My last girlfriend believed that if you really wanted something in life, all you had to do was ask the universe for it. I’m not talking about fantasies of winning the Powerball jackpot or having a three-way with Penélope Cruz (um, wait, that one was mine) but rather, asking for things that were somehow attainable. She’s one of the most diligent people I’ve ever known and has certainly reaped the benefits of her hard work. She just believes in her heart that it also doesn’t hurt to get a little help from the great beyond. “If you put it out there,” she’d say, double-bubbling with optimism, “it will come back to you.”

Now whenever I’ve tried to put it out there, the universe generally stomped on it with its stiletto heels (I see Eddie Izzard as the universe) and it hurt like a motherfucker. Maybe that was because I’m one of those people who believe that everything happens for a reason, and that reason is — everything is totally random.

A year or so after we met, either because of the cosmos or randomly, we broke up. We’re still friends and were talking recently about her theory of asking the universe for relative shit, or as I like to call it “playing the stupid game of life.”

She made a few interesting observations. We were chatting about my father-in-law, Marty, who I wrote about the other day, and she asserted that maybe he was the father who I always wanted (because God knows, I certainly didn’t want my own), and here was the universe giving me something that I desperately needed without me even asking for it (except for that one niggling detail of Marty now being dead – thanks for nothing, idiot universe!)

Not only was she right, but the truth is that I had always asked for it, maybe not out loud, but certainly in my thoughts and whatever passed for bedtime prayers, ever since my father went to prison when I was four years old. Twenty-five years later when I married, Marty came into my life and filled the hole in my heart.

I had always wanted to be a writer, she further affirmed, and had put it out there ever since I was in kindergarten and it has unmistakably come back to me. And it’s not at all random because it’s the only thing I ever wanted to do with my life and the universe listened and that’s why you’re reading this now instead of me yanking out your appendix or embezzling your 401k.
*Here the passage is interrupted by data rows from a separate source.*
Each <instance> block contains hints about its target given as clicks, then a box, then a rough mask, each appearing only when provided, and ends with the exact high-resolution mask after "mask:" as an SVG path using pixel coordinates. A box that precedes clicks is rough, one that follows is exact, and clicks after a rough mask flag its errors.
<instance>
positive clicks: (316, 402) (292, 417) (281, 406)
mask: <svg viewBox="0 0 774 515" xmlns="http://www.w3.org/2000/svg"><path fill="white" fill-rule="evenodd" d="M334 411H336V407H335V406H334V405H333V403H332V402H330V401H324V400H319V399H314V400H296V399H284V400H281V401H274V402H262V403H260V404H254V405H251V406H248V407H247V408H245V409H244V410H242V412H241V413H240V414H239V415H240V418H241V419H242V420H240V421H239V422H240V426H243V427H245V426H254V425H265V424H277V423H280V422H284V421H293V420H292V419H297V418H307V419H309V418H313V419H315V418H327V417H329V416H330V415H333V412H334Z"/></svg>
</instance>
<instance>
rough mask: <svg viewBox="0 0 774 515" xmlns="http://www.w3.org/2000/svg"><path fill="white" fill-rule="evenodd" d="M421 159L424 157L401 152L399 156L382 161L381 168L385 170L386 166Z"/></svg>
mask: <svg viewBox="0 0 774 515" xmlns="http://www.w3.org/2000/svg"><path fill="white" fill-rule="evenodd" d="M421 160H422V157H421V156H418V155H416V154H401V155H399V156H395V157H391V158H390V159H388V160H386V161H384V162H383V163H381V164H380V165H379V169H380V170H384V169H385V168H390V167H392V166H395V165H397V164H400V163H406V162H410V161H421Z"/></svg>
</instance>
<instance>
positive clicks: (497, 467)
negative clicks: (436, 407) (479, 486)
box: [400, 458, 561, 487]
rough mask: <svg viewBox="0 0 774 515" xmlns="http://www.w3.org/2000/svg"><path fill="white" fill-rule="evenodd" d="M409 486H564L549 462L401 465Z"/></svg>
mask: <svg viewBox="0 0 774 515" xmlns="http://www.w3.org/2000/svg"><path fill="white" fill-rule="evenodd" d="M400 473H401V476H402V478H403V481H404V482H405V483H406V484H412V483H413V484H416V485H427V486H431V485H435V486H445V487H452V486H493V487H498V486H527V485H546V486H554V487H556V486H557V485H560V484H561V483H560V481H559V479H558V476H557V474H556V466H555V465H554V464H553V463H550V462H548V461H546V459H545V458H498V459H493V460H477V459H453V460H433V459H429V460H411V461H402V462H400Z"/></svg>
“You also always wanted a hot writer girlfriend. And the universe came through for you again. Big time!” she finally reminded me. “If you think about it, the universe has really given you everything you’ve ever asked for.”

She was right.

Funny Ways

Shelley’s good advice.

The universe works in funny ways and by funny I mean incredibly sad.

I got two emails this morning. The first was from a colleague bringing news that his elderly mom had died peacefully in her sleep last night after three rough weeks in the hospital. The second was from my former therapist, Shelley, saying that her 85-year-old father, who had been ill with pancreatic cancer, also passed away this weekend.

“Larry, I hope you find peace in some way,” she wrote. “My father was full of life until a month ago. Don’t waste a minute.”

Shelley always gave good advice, and I’m going to heed it by not checking my email for the rest of the day.